Аарон Дембски-Боуден - Кровавый корсар
Вариил не ответил на вопрос. Вместо этого он произнес:
— Ты даже не решаешься показать мне свое лицо.
— Здесь слишком светло.
— Хорошо. Говори.
— Ты брат Первому Когтю. Эту связь сковала Фрига, и она осталась нерушимой в течение двух десятилетий. Прежде чем я скажу что-то еще, мне надо знать, собираешься ли ты хранить верность клятве, данной той ночью.
Вариил почти никогда не мигал. Талос заметил это уже давно и подозревал, что пристальный взгляд апотекария немало смущает смертных. Повелителю Ночи было интересно, воспитал ли Вариил у себя эту привычку, или врожденная особенность усилилась после внедрения геносемени?
— Для меня с Фриги прошло почти тридцать лет. Только двадцать для тебя, говоришь? Любопытно. У варпа восхитительное чувство юмора.
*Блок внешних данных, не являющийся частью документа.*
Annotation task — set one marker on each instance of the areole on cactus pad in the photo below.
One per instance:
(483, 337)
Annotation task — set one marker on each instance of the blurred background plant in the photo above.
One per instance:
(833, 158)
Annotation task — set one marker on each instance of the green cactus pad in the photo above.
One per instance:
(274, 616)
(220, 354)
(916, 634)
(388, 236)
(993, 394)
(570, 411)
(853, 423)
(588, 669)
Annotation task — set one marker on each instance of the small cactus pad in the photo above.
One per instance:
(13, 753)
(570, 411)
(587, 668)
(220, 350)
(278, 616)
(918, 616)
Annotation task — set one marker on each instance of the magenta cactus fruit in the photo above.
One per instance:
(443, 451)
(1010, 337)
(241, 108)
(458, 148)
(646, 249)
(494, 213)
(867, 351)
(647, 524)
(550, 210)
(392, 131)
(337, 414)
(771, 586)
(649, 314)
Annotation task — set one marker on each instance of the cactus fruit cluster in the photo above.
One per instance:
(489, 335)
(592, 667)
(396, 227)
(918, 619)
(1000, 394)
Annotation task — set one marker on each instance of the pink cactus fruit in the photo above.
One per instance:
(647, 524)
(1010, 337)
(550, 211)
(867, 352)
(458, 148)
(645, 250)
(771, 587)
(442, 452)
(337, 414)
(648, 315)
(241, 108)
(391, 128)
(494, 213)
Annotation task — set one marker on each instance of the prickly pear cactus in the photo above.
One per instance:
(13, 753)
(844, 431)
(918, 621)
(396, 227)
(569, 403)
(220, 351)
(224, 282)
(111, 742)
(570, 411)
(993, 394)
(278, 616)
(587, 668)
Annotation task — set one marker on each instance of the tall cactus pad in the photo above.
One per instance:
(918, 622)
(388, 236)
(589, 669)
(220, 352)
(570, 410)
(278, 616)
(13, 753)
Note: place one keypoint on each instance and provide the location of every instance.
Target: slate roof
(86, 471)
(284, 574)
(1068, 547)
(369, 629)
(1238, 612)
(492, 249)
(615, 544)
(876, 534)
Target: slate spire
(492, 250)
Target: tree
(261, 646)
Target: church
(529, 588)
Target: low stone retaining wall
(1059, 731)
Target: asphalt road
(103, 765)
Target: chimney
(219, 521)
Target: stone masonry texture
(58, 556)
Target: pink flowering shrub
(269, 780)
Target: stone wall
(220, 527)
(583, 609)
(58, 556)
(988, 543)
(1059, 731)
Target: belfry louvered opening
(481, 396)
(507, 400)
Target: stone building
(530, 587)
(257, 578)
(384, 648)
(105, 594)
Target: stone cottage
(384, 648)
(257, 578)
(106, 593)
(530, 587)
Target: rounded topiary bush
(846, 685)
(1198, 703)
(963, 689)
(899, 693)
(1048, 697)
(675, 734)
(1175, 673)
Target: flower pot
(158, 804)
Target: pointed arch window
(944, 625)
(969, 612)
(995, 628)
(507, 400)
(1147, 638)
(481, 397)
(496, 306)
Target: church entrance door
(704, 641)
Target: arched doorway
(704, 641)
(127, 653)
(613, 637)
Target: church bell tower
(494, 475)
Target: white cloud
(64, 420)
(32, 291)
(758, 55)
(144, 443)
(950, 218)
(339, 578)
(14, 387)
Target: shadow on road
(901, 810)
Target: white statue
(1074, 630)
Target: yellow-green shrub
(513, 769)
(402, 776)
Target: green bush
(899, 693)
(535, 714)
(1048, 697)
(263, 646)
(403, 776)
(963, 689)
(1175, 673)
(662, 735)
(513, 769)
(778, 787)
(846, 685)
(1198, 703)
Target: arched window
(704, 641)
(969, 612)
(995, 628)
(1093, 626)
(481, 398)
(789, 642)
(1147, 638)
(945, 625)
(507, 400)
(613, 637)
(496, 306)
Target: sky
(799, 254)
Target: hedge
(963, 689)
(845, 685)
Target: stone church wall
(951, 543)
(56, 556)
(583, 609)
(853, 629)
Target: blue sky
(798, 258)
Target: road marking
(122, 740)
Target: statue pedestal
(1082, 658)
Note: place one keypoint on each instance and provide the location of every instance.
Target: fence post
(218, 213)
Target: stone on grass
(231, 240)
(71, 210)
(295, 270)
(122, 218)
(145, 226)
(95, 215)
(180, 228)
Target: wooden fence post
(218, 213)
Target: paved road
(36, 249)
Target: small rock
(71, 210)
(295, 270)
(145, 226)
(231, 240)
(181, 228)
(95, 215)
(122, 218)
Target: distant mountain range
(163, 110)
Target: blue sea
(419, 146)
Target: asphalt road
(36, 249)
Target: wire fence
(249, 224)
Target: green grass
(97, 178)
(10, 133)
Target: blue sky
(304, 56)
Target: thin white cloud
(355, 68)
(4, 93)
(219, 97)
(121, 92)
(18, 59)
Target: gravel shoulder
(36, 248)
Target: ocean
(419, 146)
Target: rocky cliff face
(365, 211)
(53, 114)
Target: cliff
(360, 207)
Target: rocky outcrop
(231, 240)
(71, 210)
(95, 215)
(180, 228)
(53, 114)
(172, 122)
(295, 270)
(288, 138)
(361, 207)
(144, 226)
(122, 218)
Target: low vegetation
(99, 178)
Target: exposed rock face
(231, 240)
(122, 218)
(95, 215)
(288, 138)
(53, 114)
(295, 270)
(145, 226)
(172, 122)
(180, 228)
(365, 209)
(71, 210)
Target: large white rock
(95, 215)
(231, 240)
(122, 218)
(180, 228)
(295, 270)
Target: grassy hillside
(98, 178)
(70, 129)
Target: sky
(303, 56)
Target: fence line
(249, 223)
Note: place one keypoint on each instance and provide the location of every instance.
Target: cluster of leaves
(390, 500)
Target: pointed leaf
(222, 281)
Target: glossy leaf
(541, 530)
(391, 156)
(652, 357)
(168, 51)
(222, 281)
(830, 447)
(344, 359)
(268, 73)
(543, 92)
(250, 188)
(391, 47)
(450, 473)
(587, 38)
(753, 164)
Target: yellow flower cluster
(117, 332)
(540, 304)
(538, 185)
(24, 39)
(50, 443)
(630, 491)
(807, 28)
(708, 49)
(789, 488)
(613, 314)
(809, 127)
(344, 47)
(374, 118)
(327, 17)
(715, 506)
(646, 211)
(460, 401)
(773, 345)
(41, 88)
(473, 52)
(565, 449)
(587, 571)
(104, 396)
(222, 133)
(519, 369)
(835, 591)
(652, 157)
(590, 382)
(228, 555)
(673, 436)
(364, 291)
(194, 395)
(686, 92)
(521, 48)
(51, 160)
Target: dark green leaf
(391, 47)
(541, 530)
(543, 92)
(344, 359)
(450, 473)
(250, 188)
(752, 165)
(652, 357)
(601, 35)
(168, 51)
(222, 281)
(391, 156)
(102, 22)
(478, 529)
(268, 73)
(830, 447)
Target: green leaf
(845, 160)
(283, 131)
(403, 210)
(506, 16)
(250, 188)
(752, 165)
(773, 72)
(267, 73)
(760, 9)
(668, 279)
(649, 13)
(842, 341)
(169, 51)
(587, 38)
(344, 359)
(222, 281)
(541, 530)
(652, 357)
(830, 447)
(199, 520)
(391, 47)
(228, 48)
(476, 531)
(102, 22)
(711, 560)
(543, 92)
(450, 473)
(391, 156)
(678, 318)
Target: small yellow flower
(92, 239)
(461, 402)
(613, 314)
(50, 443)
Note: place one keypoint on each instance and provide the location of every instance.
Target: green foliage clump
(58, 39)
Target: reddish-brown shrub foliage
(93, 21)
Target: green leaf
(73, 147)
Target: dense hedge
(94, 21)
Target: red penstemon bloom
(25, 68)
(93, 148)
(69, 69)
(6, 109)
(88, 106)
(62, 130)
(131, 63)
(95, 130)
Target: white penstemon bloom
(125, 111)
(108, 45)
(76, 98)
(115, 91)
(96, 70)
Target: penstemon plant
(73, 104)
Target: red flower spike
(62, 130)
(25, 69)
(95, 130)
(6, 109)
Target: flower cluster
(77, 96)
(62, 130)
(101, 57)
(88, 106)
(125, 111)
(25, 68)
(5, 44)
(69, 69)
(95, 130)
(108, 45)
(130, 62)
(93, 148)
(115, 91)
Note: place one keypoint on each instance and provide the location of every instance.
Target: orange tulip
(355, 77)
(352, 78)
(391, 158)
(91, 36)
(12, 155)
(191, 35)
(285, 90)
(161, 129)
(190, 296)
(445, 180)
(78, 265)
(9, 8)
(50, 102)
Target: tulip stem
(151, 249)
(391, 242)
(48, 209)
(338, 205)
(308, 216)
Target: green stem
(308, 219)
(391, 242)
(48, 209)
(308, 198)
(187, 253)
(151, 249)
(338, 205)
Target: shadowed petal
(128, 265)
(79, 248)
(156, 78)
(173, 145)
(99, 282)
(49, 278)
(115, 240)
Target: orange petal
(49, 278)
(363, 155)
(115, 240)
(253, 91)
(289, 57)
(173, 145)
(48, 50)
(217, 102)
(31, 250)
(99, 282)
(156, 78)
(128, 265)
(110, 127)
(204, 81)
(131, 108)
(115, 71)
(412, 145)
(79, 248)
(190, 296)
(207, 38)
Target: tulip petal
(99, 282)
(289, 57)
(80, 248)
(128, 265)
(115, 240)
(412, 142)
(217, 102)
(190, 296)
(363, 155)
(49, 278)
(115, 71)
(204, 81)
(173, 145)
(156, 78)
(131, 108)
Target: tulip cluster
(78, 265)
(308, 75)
— Клятва, Вариил, — напомнил Талос.
— Я не давал на Фриге никакой клятвы. Только обещание. Замечаешь разницу?
Талос обнажил свой меч, и по голым стенам комнаты заплясали яркие блики.
— Это все еще один из лучших клинков, которые мне довелось повидать, — почти вздохнул Вариил.
— Он спас тебе жизнь, — сказал Пророк.
— А я спас твою всего лишь пару недель назад. Кое-кто мог бы сказать, что мы в расчете и я выполнил свое обещание. Тебе все еще снятся эльдары?
Талос кивнул, но развивать тему не стал.
— Спас ты мне жизнь или нет, мне нужна твоя помощь.
Вариил все-таки встал и подошел к дальнему концу своего рабочего стола — стерильной раковине, окруженной полками с инструментами и растворами. Очень тщательно он отстегнул латные перчатки, снял и медленно, раздражающе медленно вымыл руки, и до этого совершенно чистые.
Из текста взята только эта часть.